The fix prevents need_only_count from being set when an active row_level_filter or prewhere_info exists in the format filter info.

Fixes #1595

Changelog category (leave one):

  • Bug Fix (user-visible misbehavior in an official stable release)

Changelog entry (a user-readable short description of the changes that goes to CHANGELOG.md):

Fix row policies silently ignored on Iceberg tables with PREWHERE enabled

Documentation entry for user-facing changes

...

CI/CD Options

Exclude tests:

  • Fast test
  • Integration Tests
  • Stateless tests
  • Stateful tests
  • Performance tests
  • All with ASAN
  • All with TSAN
  • All with MSAN
  • All with UBSAN
  • All with Coverage
  • All with Aarch64
  • All Regression
  • Disable CI Cache

Regression jobs to run:

  • Fast suites (mostly <1h)
  • Aggregate Functions (2h)
  • Alter (1.5h)
  • Benchmark (30m)
  • ClickHouse Keeper (1h)
  • Iceberg (2h)
  • LDAP (1h)
  • Parquet (1.5h)
  • RBAC (1.5h)
  • SSL Server (1h)
  • S3 (2h)
  • S3 Export (2h)
  • Swarms (30m)
  • Tiered Storage (2h)

@mkmkme mkmkme added bugfix port-antalya PRs to be ported to all new Antalya releases antalya-26.1 antalya-26.1.6.20001 labels Mar 30, 2026
@mkmkme

mkmkme commented Mar 30, 2026

Copy link
Copy Markdown
Collaborator Author

@mkmkme

mkmkme commented Mar 30, 2026

Copy link
Copy Markdown
Collaborator Author

I've also checked the regression test is passing with this change.

ianton-ru
ianton-ru previously approved these changes Mar 30, 2026

@ianton-ru ianton-ru left a comment

Copy link
Copy Markdown

Choose a reason for hiding this comment

The reason will be displayed to describe this comment to others. Learn more.

LGTM

@CarlosFelipeOR

CarlosFelipeOR commented Mar 30, 2026

Copy link
Copy Markdown
Collaborator

QA Verification: Partial fix — issue found

PR #1597 successfully fixes the row policy issue (#1595): the 76 row_policy regression test failures and 122 integration test failures from PR #1581 are now all passing.

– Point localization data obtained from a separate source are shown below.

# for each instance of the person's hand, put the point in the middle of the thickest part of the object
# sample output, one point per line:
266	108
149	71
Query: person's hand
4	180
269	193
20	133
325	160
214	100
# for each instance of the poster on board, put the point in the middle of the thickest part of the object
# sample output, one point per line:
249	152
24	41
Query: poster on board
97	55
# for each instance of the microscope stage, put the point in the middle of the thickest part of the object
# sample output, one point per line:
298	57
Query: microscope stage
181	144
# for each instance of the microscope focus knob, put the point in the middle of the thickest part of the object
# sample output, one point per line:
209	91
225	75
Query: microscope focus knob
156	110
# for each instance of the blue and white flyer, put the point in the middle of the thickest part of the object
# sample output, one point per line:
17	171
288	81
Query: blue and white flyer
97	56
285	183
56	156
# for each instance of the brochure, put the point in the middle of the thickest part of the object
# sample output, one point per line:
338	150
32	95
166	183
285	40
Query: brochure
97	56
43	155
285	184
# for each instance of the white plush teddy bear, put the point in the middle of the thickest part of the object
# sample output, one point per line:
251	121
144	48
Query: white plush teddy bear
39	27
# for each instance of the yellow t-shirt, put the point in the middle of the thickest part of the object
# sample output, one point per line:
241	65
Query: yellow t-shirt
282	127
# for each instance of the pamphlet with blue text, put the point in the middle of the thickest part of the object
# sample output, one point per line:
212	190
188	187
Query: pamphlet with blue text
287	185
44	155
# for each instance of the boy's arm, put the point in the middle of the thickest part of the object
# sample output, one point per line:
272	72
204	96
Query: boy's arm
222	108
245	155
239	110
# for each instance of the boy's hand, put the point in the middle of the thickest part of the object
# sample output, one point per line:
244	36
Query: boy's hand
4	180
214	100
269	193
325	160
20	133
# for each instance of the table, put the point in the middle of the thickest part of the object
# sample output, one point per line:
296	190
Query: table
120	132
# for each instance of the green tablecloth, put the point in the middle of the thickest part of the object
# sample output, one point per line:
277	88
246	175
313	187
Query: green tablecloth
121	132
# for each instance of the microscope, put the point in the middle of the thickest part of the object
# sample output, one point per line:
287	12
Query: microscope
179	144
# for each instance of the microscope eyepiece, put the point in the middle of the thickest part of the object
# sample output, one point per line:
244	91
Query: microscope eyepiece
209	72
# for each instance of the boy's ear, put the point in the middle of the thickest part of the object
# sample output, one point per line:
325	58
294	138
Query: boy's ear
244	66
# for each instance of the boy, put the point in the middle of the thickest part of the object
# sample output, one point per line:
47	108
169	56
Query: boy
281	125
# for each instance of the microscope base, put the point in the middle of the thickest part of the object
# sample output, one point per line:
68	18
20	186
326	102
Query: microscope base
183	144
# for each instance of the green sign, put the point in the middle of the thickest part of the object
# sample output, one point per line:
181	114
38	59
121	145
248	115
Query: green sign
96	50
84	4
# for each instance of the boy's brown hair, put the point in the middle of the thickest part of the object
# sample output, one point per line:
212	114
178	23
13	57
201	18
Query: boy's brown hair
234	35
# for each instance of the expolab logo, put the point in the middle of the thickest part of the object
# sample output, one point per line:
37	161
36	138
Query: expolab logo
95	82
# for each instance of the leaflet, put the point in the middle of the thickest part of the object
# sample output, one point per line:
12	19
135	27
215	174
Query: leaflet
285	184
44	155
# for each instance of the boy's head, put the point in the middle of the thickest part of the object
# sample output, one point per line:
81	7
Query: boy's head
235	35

However, the branch (mkmkme/antalya-26.1/iceberg-fix-prewhere) which also includes the backport of upstream 100361, introduces a new issue: server crash (SIGABRT) on all amd_debug stateless test jobs. The crash occurs in Reader::applyPrewhere()addDummyColumnWithRowCount() in the Parquet V3 Reader (Signal 6, STID 2938-44c8). This is deterministic and reproduces on every debug build run. Release builds pass all tests.

Additionally, the regression test prewhere clause (REST + Glue catalogs, both archs) fails because the test expects exitcode=182 (ILLEGAL_PREWHERE) for versions < 26.2, but PREWHERE now works on Iceberg. This is a false positive — the test needs updating.

Details:

Adding verified-with-issue label.

Follow-up validation — issues resolved

Following additional validation performed before and after the merge of PRs #1581 and #1597, we confirmed that:

With these fixes, all previously identified issues related to this PR are resolved.

The remaining CI failures are not related to this PR.

@CarlosFelipeOR CarlosFelipeOR added the verified-with-issues Verified by QA and issues found. label Mar 30, 2026
@mkmkme mkmkme changed the title Fix row policies silently ignored on Iceberg tables with PREWHERE enabled Antalya-26.1: Fix row policies silently ignored on Iceberg tables with PREWHERE enabled Mar 31, 2026
@mkmkme

mkmkme commented Mar 31, 2026

Copy link
Copy Markdown
Collaborator Author

The crash is fixed by @CarlosFelipeOR commit in #1581 (we probably need to move it here).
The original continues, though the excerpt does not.